Dress up!
As a little girl, I didn't play dress up (although I went through a black phase, and then an everything-must-match-including-my-scrunchy-and-socks-and-it-all-must-alternate-between-colors-in-a-parallel-fashion phase). I dressed up my barbies and stuffed animals,
and gave them complicated relationships and lives. My sister and I would even make water beds for our virtual world (We used Zip-Loc bags and even filled them with warm water so our barbies wouldn't get cold). The funnest part was setting it all up. After it was all done, Emily would usually wander off, and I would be left to manage the farm.
ALL DAY

Years later, it would seem that I have become my own barbie doll.
I came to this conclusion yesterday as I was playing dress up by myself.
I sing with a group, Musica Antiqua. We sing all sorts of period pieces, most of which you have probably never heard of. Mostly we sing stuff written by various Kings and Queens of England who lived several hundreds of years ago.

I dig this kinda thing. In college, I had to complete a whole wad of Literature courses, and my favorite were British Literature.
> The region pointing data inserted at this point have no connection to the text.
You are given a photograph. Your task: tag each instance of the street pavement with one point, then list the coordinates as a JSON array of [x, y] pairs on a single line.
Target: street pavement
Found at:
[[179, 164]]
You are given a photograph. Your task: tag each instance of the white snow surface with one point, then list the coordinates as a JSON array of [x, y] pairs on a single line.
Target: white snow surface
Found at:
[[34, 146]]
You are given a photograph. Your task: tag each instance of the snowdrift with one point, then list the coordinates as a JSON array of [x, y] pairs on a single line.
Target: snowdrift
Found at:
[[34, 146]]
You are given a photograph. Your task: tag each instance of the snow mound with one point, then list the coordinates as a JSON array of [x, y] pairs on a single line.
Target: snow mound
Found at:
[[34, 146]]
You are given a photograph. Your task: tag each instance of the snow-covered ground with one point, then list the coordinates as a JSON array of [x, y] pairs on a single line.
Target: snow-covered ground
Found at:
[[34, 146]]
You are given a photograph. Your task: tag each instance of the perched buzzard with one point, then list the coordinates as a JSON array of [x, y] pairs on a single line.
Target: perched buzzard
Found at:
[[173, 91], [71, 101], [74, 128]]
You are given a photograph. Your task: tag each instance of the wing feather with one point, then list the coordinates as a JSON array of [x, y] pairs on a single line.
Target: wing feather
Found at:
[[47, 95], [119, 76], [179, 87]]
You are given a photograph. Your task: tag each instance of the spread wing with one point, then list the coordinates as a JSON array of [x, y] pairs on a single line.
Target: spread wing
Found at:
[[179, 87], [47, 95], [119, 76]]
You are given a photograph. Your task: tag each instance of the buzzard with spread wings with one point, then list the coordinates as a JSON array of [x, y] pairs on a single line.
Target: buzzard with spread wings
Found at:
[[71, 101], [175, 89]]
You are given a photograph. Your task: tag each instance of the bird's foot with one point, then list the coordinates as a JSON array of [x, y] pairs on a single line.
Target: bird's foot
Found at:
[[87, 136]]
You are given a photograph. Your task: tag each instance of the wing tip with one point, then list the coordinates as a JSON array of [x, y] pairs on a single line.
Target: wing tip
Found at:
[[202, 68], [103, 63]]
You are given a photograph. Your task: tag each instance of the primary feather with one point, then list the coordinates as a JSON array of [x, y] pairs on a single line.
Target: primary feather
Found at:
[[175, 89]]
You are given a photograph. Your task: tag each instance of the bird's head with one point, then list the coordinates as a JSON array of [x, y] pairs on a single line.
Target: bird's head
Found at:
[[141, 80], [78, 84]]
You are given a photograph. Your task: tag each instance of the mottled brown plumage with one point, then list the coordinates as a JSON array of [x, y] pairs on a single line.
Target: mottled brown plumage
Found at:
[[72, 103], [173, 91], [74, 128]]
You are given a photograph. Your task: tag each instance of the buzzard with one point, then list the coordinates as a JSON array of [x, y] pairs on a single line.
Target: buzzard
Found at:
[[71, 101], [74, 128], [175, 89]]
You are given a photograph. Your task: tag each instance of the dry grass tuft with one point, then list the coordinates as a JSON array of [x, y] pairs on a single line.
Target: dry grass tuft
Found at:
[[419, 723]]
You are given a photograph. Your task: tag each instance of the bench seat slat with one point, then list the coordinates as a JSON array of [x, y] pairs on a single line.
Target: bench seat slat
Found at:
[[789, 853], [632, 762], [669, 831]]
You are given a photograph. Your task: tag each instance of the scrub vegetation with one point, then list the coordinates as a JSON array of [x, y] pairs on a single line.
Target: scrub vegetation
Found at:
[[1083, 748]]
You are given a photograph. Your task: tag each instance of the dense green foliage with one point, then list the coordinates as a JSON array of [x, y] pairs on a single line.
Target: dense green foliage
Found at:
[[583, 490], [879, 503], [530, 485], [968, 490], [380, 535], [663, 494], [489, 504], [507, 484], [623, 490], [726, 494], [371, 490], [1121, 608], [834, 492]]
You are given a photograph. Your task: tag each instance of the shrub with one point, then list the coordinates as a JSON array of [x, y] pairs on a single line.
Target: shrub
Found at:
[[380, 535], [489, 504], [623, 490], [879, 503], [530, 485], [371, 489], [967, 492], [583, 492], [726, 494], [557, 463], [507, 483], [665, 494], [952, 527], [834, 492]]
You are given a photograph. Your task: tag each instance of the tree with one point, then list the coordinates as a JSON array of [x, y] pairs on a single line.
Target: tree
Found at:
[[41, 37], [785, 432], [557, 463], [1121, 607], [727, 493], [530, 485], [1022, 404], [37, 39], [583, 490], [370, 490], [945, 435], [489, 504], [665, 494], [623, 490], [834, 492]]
So, I guess you could say I was destined to sing with other Old Literature buffs like me (and just so you know, Lancelot was a French creation to make Sir Galahad and the other British Knights look bad...Just so you know...)! 

Anywho, every fall and spring, Musica Antiqua gives various performances and we all dress up. After exponentially gaining weight, I decided that I should probably make a new costume (plus the fact that I washed my other one and it shriveled into a stringy mess.). So I wandered over to Wal-Mart yesterday and drove my children crazy by staring at brocade
for 2 hours. Both of them were trying to end their misery by attempting to cast themselves out of the cart. After chosing a nice (meaning cheap) fabric, I went home and proceeded to spend the rest of the day under my sewing machine.

ALL DAY
Five hundred pattern pieces and 12 episodes of "Bonanza" later
(yes, I am hopelessly addicted to "Bonanza." I can't help myself. Maybe it's that the Cartwrights are Knights in their own right...maybe it's the good vs. evil...or maybe it's because Michael Landon
is SO CUTE! Woo Woo!) I had me a dress.


I finished my project at midnight, and figured I should try on my medieval creation. It actually fit, and I was a little surprised, and as I looked in the mirror, I suddenly felt very silly. Here I am, a grown woman, playing dress up in the middle of the night. It was a mix of elation and embarassment as I woke my husband up to show him. He thought it was "very nice" and promptly went back to sleep...Well, he actually sat up and said "that is very beautiful! You did a good job!" A few minutes later, I quietly walked into the room, gently touched him and said "uh, Jeremy? Can you wake up? I am stuck in my costume." A true Barbie to the core, I couldn't change my own clothes.
Comments
I want a sewing machine so much... I don't know how to use one, but I want to learn. I figure I'll start easy and make some curtains... seeing as how you simply CANT get curtains the right length unless you pay hundreds (or thousands) of dollars for a specialist to come in... sigh... one day.
"xvpod"
Also, that's awesome that you can sew like that.
While I was living in Minnesota, I made my own winter coat, kind of like a parka. I cut out the outer skin, the lining, and the fluffy stuffing, using a pattern that I made from taking apart an old wind-breaker. I did not, however, make the skin bigger then the fluffy stuffing, nor did I make the lining smaller than the fluffy stuffing. They were all cut to exactly the same deminsions. When I sewed it all together (I borrowed a sewing machine) it looked beautiful. When I put it on I felt like I had just been consummed by a boa constrictor and looked like the pillsbury Dough-boy. But I did wear it all that winter. Over the summer, all three days of it, the coat mysteriously disappeared.
And ziploc bags for Barbie waterbeds?! That's brilliant!